RUSH: And then they found it in Customs or FBI had to get it because it had been abandoned, they didn’t know what was in it. Yeah, I didn’t have furniture for three weeks after moving to New York. Anyway. You mentioned Crenshaw. This is another thing, I don’t quite know how to express this. Actually I do. Let me be bluntly honest. Given the way things are in the country, I am well aware that if I tell you exactly what I felt and thought watching Crenshaw on Friday, his last round at the Masters, and everything that happened with that, his interview afterward, and if I tell you about Spieth, what I thought, which I did in the first hour, I guarantee you the left is gonna come out and make these usual charges of bigotry and so forth.

They just can’t wait for it because they’re gonna think my comments are rooted in race. And they aren’t. That’s how successful, in a way, the left has been in succeeding the notion of intimidating free speech.
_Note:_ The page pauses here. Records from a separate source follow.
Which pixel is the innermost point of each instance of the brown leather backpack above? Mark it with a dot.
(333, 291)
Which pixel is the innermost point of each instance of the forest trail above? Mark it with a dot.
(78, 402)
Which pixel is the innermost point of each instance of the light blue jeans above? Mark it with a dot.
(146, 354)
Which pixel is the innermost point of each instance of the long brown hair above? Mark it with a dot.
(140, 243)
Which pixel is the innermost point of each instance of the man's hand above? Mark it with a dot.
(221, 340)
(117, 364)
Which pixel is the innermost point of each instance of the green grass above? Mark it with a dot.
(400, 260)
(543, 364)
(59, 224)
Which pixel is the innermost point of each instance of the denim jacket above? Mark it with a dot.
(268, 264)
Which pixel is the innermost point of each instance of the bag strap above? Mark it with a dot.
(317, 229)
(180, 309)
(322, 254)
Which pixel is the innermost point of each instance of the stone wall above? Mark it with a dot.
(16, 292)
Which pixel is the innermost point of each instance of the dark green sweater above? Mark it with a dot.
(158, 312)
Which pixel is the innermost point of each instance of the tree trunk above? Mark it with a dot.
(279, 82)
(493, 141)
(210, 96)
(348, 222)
The reactions I had watching the Masters both Friday when Crenshaw was interviewed and watching his final round and his final closeout on 18, there’s no classier individual than Ben Crenshaw, I think, and I’ve played golf with him a couple times. I’ve had a chance to meet him, and he’s exactly the way he was, it’s the great thing about him, just a class individual.

My only point is it just stood out so much, whereas it used to be common. What we saw from Jordan Spieth, the humility and the respect and the reverence for what he had done and where he had done it, winning the Masters and all that, used to be common. It used to be common whenever we would see people, champions in sports or in anything else, interviewed. Now it’s not. It’s rare, which, to me, is a shame, but it’s still comforting to see it.

If you’re just joining us, I had to open the program today with a congratulations to Jordan Spieth for winning, and I just made the observation that obviously he comes from an absolute wonderful family, it was obvious. His family has been a tremendous influence, just a class individual, a humble individual, all the way through, respectful of what he had done and where he had done it, how rare what he had accomplished is. And yet he was brimming with confidence, but he was not braggadocious. You never worried about one offensive word coming out of his mouth, not one obscenity, nothing. And the same thing with Crenshaw on Friday.

And Augusta, you know, they’ve maintained their traditions. It’s been a very tough thing to do, because the forces of change have been tremendous in this country, and these forces of change have been arrayed against many of the traditions and institutions that define this country’s greatness. And to me it was just uplifting, inspiring, just to watch this 21-year-old young man. When I was his age, no way could I have — he came across as somebody who’d lived to be age 40, he was that experienced, that seasoned, that mature, and it was just terrific to see. And Crenshaw, when Crenshaw speaks, it’s automatically authoritative. Just commands respect. And you know you’re listening to somebody of great, great character. I had the same reaction listening to Jordan Spieth.